Is desirable. The reason is that the number of divisions L is fixed, and the allocation of the number of bits when the total number of tables (2 ^M1 + ... +2 ^ML ) is minimized under the condition of Expression (3) is determined by Lagrange's undetermined constant method. When asked, the optimal solution is M
This is because i = (M−1) / L, and it can be understood that the division should be performed evenly. Further, if the number of divisions that minimizes the number of tables is obtained under this condition, L = (ln2) (M
−1), resulting in Mi = 1 / (ln2),
It becomes about 1.4. Therefore, from the viewpoint of minimizing the number of tables, it is desirable to increase L and decrease Mi.

[0045]

As described above, according to the present invention, even if the codebook size M is large, the amount of memory is small,
That is, it is possible to provide a vector quantization device using a vector sum type codebook that can generate bit inversion position information at high speed without increasing the scale of hardware.

[Brief description of drawings]

FIG. 1 is a block diagram showing a main configuration of a speech coding apparatus according to an embodiment of the present invention.
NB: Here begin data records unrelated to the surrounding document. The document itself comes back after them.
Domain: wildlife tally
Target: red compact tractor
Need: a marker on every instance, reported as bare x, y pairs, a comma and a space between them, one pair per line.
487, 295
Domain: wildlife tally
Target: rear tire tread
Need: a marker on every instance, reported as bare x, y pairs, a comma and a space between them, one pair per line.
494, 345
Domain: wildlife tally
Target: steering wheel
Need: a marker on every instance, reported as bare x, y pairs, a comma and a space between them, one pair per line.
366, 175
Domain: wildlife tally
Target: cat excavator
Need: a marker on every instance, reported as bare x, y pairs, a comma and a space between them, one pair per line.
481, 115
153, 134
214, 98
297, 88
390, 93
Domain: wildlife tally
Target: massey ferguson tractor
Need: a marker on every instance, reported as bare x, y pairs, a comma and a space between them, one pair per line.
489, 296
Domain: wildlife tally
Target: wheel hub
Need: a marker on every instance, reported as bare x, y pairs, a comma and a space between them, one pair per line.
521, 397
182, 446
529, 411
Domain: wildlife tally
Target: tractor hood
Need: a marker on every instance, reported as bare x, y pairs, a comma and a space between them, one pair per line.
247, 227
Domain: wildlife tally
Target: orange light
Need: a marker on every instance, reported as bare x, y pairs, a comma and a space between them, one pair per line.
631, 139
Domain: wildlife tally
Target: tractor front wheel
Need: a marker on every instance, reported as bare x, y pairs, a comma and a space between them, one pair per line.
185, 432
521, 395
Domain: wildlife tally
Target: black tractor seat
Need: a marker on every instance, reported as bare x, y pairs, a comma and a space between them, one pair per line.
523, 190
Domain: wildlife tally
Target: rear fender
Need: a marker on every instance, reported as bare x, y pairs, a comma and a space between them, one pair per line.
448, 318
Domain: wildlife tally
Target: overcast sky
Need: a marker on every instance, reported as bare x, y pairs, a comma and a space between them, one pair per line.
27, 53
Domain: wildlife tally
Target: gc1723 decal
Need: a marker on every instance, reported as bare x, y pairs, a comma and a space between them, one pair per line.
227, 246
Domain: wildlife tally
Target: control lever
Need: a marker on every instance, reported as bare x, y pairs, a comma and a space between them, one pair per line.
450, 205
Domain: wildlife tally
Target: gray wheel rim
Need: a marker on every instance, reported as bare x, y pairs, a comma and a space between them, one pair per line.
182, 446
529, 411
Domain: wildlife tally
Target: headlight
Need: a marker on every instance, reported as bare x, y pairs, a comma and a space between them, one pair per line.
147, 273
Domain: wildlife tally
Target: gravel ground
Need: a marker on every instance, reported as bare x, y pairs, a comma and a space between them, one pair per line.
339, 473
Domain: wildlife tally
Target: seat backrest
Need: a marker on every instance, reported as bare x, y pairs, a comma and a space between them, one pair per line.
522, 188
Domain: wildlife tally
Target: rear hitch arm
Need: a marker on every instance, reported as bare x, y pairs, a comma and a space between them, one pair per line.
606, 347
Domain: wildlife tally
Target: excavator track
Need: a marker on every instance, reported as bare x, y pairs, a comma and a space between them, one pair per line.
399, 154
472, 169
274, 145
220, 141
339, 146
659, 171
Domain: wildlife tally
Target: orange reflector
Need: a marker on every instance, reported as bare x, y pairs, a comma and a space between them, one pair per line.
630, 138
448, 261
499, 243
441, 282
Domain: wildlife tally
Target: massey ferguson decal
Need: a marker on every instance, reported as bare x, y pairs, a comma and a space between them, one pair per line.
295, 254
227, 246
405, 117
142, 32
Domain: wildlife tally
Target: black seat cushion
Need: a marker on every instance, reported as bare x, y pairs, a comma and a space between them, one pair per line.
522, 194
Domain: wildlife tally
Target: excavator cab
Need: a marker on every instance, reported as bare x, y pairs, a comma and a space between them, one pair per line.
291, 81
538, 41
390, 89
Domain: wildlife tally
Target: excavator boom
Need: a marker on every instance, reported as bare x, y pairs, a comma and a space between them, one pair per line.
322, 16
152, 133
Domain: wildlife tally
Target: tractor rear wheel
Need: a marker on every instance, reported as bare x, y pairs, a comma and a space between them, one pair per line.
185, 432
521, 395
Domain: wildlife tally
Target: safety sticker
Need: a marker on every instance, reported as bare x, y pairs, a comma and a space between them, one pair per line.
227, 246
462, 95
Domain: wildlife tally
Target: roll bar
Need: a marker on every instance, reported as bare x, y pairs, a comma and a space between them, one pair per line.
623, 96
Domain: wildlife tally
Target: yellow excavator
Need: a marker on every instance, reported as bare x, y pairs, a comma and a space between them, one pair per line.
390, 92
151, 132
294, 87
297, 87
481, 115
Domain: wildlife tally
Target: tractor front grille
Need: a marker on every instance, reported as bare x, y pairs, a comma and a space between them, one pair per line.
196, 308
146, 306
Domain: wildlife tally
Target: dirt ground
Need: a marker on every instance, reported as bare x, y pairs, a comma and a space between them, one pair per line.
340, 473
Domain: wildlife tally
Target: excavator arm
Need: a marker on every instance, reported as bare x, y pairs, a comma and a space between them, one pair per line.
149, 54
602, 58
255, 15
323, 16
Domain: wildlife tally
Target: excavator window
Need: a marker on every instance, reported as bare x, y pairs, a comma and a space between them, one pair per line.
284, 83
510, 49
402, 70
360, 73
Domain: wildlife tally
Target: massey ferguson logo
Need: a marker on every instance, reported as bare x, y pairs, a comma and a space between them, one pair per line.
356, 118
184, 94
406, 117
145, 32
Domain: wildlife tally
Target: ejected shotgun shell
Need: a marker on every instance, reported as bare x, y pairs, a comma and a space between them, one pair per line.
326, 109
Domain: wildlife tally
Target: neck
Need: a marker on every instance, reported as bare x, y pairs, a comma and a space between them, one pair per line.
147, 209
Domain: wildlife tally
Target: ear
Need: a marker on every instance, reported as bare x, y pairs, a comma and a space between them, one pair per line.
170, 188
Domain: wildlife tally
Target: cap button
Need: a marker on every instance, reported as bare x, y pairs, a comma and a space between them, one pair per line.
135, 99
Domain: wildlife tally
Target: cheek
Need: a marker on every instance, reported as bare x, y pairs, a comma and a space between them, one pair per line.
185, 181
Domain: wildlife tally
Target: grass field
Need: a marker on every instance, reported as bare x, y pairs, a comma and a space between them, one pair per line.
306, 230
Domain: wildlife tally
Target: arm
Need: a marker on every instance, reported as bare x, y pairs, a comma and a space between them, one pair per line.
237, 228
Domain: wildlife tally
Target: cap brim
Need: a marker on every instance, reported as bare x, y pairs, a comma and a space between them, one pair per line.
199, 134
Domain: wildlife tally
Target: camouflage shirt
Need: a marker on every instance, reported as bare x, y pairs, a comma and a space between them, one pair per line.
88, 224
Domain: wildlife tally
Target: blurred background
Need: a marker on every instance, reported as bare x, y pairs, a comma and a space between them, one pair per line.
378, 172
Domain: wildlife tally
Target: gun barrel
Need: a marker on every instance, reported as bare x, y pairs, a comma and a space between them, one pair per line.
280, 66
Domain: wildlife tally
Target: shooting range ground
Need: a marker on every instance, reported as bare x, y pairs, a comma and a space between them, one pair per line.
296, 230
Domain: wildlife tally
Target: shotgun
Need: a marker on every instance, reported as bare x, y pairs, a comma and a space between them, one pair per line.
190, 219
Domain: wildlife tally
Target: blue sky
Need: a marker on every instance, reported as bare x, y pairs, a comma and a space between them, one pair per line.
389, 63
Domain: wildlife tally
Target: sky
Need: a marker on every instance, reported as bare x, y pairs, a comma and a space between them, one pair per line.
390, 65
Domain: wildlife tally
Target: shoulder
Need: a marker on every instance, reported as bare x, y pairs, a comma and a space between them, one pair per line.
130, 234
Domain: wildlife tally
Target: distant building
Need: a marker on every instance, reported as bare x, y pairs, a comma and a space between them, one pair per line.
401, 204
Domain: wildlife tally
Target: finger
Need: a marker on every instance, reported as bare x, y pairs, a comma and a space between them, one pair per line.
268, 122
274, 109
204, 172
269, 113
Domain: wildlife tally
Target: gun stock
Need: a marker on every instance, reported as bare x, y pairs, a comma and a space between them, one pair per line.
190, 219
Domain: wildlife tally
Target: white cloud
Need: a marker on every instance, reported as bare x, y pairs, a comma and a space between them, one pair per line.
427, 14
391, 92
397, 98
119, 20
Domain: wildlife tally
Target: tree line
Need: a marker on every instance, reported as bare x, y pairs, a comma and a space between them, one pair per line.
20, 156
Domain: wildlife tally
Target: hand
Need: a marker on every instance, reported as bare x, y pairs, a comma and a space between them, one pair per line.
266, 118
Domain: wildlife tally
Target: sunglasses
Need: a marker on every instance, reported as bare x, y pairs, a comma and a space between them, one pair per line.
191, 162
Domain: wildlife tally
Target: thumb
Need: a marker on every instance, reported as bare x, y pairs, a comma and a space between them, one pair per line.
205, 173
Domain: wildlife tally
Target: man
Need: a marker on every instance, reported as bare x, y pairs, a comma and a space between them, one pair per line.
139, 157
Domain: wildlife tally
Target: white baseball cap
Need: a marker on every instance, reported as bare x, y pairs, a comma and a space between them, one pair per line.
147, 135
FIG. 2 is a flowchart showing a codeword search procedure in the vector quantization device according to the embodiment.

FIG. 3 is a block diagram of a speech coder according to a comparative example based on the related art.

FIG. 4 is a 4-bit counter value k and its Gray code G
Diagram showing the relationship between the binary representation of ray (k) and (Gray (k)) XOR (Gray (k-1)) and the bit inversion position information FLIP (k) of the Gray code.

FIG. 5 is a diagram for explaining the principle of reducing the amount of memory for storing bit inversion position information according to the present invention.

FIG. 6 is a block diagram showing the configuration of a vector sum codebook in the VSELP system.

[Explanation of symbols]

10 ... Audio signal input terminal 11 ... First processing unit 12 ... Second processing unit 13 ... Pre-processing unit 14 ... Basis vector generation unit 15 ... Initialization unit 16 ... Lower counter 17 ... Upper counter 18 ... Bit inversion position information Table 19 ... Bit inversion position information table 20 ... Control unit 21 ... Calculation unit 22 ... Comparison unit I ... Optimal codeword U _I ... Code vector corresponding to I

Claims (2)

[Claims] 1. A vector quantizer for performing vector quantization using a vector sum-type codebook that represents an M-bit codebook by multiplying M basis vectors by each of which is added with polarity information and adding them. M−1 = M1 + ... + ML, as information indicating the bit inversion position of adjacent codewords in a codeword sequence having a structure in which matching M-bit codewords are inverted by one bit from each other.
(L ≧ 2) L number of Mi bits (Mi =
M1, ..., ML, bit inversion position information generating means for generating bit inversion position information of codewords of Mi <M-1), and an optimum codeword from the codebook with reference to the bit inversion position information And a search means for searching the code vector corresponding to the vector quantization device. 2. The bit inversion position information generating means substitutes the bit inversion position information of a smaller bit number with the bit inversion position information of a larger bit number, and the bit inversion position information of a plurality of equal bit numbers. The vector quantization device according to claim 1, further comprising at least one of means for sharing.